Weird shapes may play in no-trump
Laurence J. Peter was a Canadian educator and “hierarchiologist” who said “Real, constructive mental power lies in the creative thought that shapes your destiny, and your hour-by-hour mental conduct produces power for change in your life. Develop a train of thought on which to ride.” In bridge, the shape of a hand has a big influence, in particular during the auction. With a distributional hand, we bid our long suits; in contrast, balanced hands aim toward no-trump -- but not always. What do you think of the bidding in this deal? Also, how should South plan the play in three no-trump after West leads the heart nine: two, six, jack? How would six diamonds by North get on?
I like the auction, although six diamonds isn’t bad. (Here, with double-dummy play, East has to lead a trump to defeat the slam. But if the black-suit aces were exchanged, seven diamonds would be makable.)
North’s two-diamond rebid was forcing one round, promising at least game-invitational values.
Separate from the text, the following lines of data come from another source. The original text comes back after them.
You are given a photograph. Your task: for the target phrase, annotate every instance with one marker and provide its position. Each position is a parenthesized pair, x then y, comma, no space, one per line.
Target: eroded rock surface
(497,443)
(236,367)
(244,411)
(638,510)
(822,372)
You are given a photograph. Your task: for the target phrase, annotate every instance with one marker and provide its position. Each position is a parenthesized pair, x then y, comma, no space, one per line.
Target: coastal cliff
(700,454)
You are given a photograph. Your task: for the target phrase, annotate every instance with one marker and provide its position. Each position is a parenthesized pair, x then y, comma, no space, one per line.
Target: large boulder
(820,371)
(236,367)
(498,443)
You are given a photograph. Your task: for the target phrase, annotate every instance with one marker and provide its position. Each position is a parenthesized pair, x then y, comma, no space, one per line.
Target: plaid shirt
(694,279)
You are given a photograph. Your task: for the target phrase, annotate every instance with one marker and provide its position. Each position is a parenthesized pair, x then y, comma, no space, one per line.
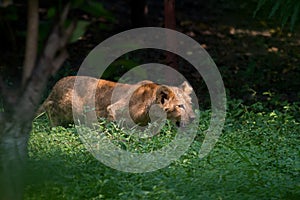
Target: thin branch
(31,39)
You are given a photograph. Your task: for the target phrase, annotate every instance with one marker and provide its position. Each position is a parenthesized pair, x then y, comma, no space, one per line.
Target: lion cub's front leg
(113,108)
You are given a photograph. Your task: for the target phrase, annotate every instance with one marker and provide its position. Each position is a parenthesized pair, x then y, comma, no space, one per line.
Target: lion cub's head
(176,102)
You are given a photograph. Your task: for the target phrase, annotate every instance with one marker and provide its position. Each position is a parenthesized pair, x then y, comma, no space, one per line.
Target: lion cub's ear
(163,93)
(186,88)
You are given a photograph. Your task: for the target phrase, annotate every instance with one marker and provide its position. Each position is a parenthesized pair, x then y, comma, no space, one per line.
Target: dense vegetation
(256,157)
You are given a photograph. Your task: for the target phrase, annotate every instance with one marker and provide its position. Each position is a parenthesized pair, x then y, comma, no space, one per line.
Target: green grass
(256,157)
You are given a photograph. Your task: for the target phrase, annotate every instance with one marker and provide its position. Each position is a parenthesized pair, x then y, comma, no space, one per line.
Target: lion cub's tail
(42,109)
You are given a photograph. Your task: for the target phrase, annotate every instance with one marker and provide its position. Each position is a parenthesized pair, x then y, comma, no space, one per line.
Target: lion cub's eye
(181,106)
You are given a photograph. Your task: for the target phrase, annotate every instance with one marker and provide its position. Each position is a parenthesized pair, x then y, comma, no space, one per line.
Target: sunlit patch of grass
(256,157)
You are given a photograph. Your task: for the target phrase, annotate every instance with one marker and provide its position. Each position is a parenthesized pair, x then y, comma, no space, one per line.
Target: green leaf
(79,30)
(96,9)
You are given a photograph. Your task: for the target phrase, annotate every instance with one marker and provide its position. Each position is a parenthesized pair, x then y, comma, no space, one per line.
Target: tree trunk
(13,155)
(20,107)
(170,23)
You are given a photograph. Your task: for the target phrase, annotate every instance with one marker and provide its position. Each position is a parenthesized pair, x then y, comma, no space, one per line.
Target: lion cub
(174,101)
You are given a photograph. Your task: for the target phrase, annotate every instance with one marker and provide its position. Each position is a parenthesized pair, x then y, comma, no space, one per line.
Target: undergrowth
(256,157)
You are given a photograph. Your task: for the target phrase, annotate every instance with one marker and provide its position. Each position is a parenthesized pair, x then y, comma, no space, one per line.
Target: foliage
(257,157)
(285,9)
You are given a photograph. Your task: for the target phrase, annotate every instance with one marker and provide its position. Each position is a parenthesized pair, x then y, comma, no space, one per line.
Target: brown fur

South, with stoppers in the unbid heart suit, was right to bid two no-trump, despite how weird that looked with his void. North could not have four hearts, because she would have rebid two hearts, not two diamonds.
In three no-trump, South started with seven top tricks: two hearts and five diamonds. He led the club king at trick two, intent on establishing two winners there. East played low, so South continued with the club queen. When East took that trick, he had no good play. Eventually, South won 10 tricks.